Side-by-Side Summary
| Metric | MCP | Skill | Difference |
|---|---|---|---|
| 20-step test total | ~92,100 tokens | ~3,200 tokens | 29x cheaper |
| Context consumed | ~61% | ~2% | 59% more available |
| Context remaining | ~58K tokens | ~147K tokens | 2.5x more headroom |
| Cost at $15/M tokens (input) | ~$1.38 | ~$0.05 | 28x cheaper |
What You Do with the Saved Context
The 147K tokens saved by using skills instead of MCP can hold:
| Content | Approximate Tokens | What It Enables |
|---|---|---|
| 10 source files (~200 lines each) | ~30,000 | Agent reads and modifies code |
| Full test suite definition | ~10,000 | Agent understands all tests |
| Error analysis + debugging | ~20,000 | Agent reasons about failures |
| Conversation history | ~50,000 | Agent remembers earlier context |
| Total additional capacity | ~110,000 | A richer, more capable agent |
When Token Cost Doesn't Matter
If you're using Gemini with a 1M+ context window, the token efficiency argument is much weaker. You can afford MCP's overhead and still have plenty of context.
However:
- API cost still matters (you pay per token)

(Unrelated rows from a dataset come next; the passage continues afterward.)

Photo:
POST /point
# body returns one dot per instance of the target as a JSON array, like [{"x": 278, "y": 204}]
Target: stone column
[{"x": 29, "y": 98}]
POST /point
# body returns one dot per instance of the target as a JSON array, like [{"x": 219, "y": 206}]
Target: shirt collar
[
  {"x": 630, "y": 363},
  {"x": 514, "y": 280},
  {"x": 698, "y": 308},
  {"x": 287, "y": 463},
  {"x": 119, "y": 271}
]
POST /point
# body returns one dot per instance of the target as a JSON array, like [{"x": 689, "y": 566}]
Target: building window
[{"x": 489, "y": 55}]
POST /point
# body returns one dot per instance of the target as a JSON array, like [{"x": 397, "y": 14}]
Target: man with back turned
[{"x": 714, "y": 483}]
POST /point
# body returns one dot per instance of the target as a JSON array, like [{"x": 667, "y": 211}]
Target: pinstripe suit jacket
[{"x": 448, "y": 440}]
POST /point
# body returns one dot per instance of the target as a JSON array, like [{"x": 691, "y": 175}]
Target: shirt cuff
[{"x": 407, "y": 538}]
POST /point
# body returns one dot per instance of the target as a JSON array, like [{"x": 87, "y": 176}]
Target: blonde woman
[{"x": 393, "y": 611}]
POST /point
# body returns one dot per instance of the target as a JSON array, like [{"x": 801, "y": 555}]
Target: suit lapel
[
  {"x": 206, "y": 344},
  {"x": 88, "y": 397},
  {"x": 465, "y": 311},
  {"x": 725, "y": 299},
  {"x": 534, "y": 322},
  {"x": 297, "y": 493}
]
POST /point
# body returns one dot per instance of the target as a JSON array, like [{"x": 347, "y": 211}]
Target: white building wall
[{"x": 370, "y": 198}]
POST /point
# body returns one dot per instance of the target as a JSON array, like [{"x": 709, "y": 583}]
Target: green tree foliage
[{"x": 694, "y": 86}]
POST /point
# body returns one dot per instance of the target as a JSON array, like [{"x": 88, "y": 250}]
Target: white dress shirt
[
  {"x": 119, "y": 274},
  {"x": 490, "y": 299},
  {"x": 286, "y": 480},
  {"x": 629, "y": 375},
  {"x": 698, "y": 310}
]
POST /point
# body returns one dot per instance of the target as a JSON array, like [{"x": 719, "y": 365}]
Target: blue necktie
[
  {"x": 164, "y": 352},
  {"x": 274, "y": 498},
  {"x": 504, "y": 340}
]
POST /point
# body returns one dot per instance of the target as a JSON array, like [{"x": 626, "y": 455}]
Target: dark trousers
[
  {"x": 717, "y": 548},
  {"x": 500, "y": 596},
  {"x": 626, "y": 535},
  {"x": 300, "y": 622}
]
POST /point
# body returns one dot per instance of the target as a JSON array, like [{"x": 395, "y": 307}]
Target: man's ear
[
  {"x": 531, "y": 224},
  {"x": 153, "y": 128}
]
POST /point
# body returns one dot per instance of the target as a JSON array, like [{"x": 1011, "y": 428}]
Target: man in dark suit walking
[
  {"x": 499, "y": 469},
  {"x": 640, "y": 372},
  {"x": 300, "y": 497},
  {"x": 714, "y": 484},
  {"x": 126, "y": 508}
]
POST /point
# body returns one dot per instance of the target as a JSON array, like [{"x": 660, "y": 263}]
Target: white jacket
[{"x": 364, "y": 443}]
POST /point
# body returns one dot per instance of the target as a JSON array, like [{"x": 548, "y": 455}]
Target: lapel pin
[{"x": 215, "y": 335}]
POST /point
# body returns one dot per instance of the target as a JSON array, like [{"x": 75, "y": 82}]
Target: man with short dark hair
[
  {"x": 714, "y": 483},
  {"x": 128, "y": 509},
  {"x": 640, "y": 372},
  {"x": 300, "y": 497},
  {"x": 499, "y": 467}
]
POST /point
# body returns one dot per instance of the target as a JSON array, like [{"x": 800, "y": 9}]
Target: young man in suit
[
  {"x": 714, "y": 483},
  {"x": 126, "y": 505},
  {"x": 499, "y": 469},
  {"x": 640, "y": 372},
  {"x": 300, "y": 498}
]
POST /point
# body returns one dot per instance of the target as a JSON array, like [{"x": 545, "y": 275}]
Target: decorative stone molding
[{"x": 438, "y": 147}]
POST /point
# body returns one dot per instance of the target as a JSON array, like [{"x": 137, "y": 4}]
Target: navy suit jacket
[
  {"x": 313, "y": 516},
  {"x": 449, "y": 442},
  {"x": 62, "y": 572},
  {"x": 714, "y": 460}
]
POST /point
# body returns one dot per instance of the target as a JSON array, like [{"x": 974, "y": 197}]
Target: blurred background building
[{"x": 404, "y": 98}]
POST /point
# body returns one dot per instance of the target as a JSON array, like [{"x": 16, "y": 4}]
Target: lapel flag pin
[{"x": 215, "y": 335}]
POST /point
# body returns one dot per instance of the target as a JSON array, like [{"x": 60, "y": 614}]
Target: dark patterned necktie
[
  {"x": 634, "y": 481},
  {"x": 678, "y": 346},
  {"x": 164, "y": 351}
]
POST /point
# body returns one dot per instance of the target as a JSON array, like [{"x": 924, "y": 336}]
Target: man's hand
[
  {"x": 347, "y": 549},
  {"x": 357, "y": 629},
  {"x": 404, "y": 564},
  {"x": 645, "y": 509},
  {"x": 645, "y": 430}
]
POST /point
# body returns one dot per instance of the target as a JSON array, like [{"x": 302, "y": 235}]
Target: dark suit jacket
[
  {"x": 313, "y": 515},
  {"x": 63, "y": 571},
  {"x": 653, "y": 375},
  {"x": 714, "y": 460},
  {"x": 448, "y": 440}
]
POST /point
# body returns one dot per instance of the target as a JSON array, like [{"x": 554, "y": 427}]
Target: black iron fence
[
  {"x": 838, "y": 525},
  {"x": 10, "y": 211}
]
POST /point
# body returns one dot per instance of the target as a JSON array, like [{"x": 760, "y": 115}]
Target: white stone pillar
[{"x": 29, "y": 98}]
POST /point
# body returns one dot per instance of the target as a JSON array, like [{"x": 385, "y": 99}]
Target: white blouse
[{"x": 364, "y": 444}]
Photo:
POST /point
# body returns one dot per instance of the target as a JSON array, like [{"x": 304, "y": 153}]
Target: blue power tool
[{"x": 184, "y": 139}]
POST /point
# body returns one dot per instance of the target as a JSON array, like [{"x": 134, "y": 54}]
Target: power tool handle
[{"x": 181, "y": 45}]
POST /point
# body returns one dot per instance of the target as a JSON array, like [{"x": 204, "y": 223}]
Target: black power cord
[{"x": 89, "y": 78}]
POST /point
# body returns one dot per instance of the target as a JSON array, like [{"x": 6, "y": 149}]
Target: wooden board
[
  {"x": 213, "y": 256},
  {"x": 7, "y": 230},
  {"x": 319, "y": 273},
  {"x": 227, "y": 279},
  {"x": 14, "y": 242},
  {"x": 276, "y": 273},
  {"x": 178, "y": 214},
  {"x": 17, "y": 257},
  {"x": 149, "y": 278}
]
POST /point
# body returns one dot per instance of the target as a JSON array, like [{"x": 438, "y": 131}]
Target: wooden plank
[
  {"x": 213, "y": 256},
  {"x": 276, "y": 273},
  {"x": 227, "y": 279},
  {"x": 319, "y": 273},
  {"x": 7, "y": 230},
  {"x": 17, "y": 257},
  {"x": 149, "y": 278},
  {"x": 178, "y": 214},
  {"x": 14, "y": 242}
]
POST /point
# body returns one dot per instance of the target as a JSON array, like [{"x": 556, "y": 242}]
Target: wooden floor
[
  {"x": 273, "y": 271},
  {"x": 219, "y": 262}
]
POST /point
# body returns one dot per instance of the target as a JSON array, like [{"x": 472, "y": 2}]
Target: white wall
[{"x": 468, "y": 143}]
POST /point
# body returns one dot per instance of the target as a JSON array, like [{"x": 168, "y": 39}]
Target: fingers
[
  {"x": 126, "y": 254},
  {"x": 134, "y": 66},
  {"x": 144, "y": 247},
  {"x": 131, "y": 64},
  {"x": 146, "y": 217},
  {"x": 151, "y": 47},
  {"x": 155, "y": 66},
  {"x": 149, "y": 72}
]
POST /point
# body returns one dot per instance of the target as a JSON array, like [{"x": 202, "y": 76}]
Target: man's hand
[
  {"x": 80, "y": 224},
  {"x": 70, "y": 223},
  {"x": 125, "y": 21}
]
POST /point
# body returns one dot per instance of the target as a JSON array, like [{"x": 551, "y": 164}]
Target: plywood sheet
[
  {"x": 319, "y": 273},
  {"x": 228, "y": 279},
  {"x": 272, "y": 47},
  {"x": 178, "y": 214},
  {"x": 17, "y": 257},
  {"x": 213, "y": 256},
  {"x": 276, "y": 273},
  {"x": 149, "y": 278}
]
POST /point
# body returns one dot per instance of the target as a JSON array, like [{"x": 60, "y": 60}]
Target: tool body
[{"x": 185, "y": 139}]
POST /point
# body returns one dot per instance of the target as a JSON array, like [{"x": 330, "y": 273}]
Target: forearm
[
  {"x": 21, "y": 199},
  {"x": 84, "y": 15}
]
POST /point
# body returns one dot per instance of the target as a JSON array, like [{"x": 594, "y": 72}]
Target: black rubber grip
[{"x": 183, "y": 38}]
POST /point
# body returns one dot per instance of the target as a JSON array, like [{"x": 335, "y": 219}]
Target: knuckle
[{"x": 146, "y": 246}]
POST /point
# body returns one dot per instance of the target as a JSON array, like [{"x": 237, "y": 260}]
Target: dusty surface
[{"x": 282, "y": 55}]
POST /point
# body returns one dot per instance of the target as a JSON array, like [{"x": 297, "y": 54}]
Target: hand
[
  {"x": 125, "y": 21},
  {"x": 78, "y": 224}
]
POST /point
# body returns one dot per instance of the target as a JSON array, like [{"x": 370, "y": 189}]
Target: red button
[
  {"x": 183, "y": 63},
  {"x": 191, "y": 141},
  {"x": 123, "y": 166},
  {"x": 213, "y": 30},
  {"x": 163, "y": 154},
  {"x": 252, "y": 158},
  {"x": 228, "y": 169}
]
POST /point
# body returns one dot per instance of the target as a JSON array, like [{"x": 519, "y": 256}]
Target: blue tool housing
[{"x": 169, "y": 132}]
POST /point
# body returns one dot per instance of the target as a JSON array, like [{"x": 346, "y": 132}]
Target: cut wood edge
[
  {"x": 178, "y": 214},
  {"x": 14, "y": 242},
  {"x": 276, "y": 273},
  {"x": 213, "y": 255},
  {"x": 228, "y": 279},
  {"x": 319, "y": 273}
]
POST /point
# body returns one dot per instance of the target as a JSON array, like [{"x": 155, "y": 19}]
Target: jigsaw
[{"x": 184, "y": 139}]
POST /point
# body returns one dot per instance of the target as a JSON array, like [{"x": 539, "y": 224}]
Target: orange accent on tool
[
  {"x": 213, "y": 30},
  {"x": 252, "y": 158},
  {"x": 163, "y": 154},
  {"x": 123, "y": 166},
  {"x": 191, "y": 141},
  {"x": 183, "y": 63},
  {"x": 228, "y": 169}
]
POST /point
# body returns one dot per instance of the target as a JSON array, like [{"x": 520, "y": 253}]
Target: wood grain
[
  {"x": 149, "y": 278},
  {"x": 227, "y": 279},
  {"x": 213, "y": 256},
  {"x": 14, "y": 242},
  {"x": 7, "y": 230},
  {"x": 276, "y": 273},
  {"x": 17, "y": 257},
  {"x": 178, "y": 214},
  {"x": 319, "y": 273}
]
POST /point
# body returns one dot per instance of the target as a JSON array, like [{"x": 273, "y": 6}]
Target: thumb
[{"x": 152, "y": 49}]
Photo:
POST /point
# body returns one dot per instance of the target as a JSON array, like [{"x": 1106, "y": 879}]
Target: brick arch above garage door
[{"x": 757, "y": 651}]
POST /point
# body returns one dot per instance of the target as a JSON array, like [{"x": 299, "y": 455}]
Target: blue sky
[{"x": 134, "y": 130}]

- Latency scales with tokens (more tokens = slower responses)
- Quality can degrade with very long contexts (attention dilution)
So even with large windows, keeping things lean is still beneficial.
Interview Talking Point
"I've done the math on token costs. A 20-step test via MCP consumes about 92,000 tokens — 61% of a 200K context window — primarily from tool schemas loaded every turn and accessibility trees. The same test via CLI skill costs about 3,200 tokens — 2% of the window. That's a 29x reduction. More importantly, it means the agent has 147K tokens available for reasoning about test logic, analyzing failures, and maintaining context across the session. At $15 per million input tokens, each test run costs $1.38 via MCP versus $0.05 via skills. Across hundreds of CI runs per day, that's the difference between a viable approach and an unsustainable one."